Fixed architectural flaw where all files shared a single fileData array. Now each inode has its own data array, making the filesystem correct. Changes: - Changed inodeInfo to use pointer type (map[uint64]*inodeInfo) - Added 'data []byte' field to inodeInfo struct - Removed global 'fileData []byte' from KillPrivFS - Updated all operations to use per-inode data (info.data) - Simplified SetInodeAttributes by removing unnecessary re-fetch Benefits: - Files now have independent data storage (correct behavior) - Cleaner code: no need to re-assign inodes after mutation - Reduced from 403 to 397 lines (6 lines saved) - All tests pass
Updated documentation to match Linux kernel implementation precisely:
1. Clarified privilege bit clearing rules:
- security.capability: always cleared on chown/write/truncate
- setuid: always cleared on chown; conditional on write/truncate
- setgid: always cleared on chown; conditional on write/truncate
(requires both CAP_FSETID check AND group execute permission)
2. Added CRITICAL warning about writeback caching:
- KILLPRIV_V2 relies on WriteFileOp reaching the server
- Writeback caching buffers writes in kernel page cache
- WriteFileOp may not be sent immediately (or at all until flush)
- Result: privilege bits may not be cleared when they should be
- Recommendation: Set DisableWritebackCaching=true when using V2
3. Simplified flag behavior descriptions for clarity
Based on kernel commit message:
torvalds/linux@63f9909
Added comprehensive testing for O_TRUNC behavior with KILLPRIV_V2: 1. Updated existing test comment to clarify default behavior: - Without EnableAtomicTrunc: O_TRUNC splits into OpenFile + SetInodeAttributes - KillSuidgid flag set on SetInodeAttributes operation 2. Added new test suite (KillPrivFSAtomicTruncTest) to verify atomic trunc: - Enables EnableAtomicTrunc mount option - Verifies O_TRUNC sends single OpenFile operation - Confirms KillSuidgid flag set on OpenFile (not SetInodeAttributes) This ensures both O_TRUNC modes work correctly with KILLPRIV_V2 support. Test coverage: 10 tests now pass (added 1 new test)

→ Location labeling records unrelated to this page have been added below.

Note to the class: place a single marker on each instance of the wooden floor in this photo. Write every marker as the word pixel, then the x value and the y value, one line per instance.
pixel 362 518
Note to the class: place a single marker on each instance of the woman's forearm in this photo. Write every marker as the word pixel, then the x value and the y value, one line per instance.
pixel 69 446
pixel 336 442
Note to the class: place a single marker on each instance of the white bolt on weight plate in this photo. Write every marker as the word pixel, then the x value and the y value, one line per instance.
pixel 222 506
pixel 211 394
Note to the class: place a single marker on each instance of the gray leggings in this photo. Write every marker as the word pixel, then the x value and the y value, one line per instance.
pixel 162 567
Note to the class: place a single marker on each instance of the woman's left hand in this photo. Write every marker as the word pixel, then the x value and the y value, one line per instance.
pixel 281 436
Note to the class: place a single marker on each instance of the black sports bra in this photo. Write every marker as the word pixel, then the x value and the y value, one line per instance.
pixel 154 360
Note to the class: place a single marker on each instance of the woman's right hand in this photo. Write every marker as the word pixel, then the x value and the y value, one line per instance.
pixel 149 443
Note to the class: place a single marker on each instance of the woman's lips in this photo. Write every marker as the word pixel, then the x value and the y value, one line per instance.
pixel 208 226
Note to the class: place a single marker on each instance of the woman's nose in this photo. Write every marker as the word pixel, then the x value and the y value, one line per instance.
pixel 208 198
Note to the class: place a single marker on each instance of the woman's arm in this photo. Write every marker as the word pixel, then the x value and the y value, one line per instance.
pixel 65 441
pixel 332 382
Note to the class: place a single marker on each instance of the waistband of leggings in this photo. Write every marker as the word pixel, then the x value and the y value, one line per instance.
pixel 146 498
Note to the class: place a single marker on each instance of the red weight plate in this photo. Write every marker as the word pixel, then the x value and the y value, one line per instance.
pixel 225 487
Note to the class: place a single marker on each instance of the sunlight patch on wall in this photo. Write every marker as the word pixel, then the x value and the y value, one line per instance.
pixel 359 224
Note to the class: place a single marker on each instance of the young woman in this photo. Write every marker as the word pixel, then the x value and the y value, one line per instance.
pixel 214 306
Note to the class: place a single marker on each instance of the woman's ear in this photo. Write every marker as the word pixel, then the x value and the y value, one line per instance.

Applied gofmt to align constant declarations and struct fields: - Aligned SetattrValid constants and helper methods - Aligned WriteFlags constants - Aligned test struct fields in killpriv_test.go No functional changes, only whitespace alignment.
|
fyi @jacobsa, requesting to add support for HandleKillPriv and HandleKillPrivV2. The implementation is fairly straightforward but the exact behavior of kernel interactions with the fuse daemon when HandleKillPrivV2 is enabled is a bit strange. I tried to add sufficient test coverage and documentation to cover the relevant interactions. Please take a look when you have some free time! |
cc @stapelberg |
cc @geertj |
By default, the kernel will send a GetXAttrs("security.capabilities") request to the FUSE daemon before every Write operation. It does this because the kernel may need to clear setuid/setgid bits and security capabilities when a file is written. This incurs a performance cost because of the extra round trips between kernel and user space when calling GetXAttrs.
Some filesystems do not even support security capabilities. Setting the HandleKillPriv flags allows those filesystems to avoid the extra GetXAttrs calls.
Another option is to return ENOSYS for the GetXAttr call, but that also means that the filesystem cannot support GetXAttr calls for any attribute at all.
This change allows filesystems to make use of the HandleKillPriv flags.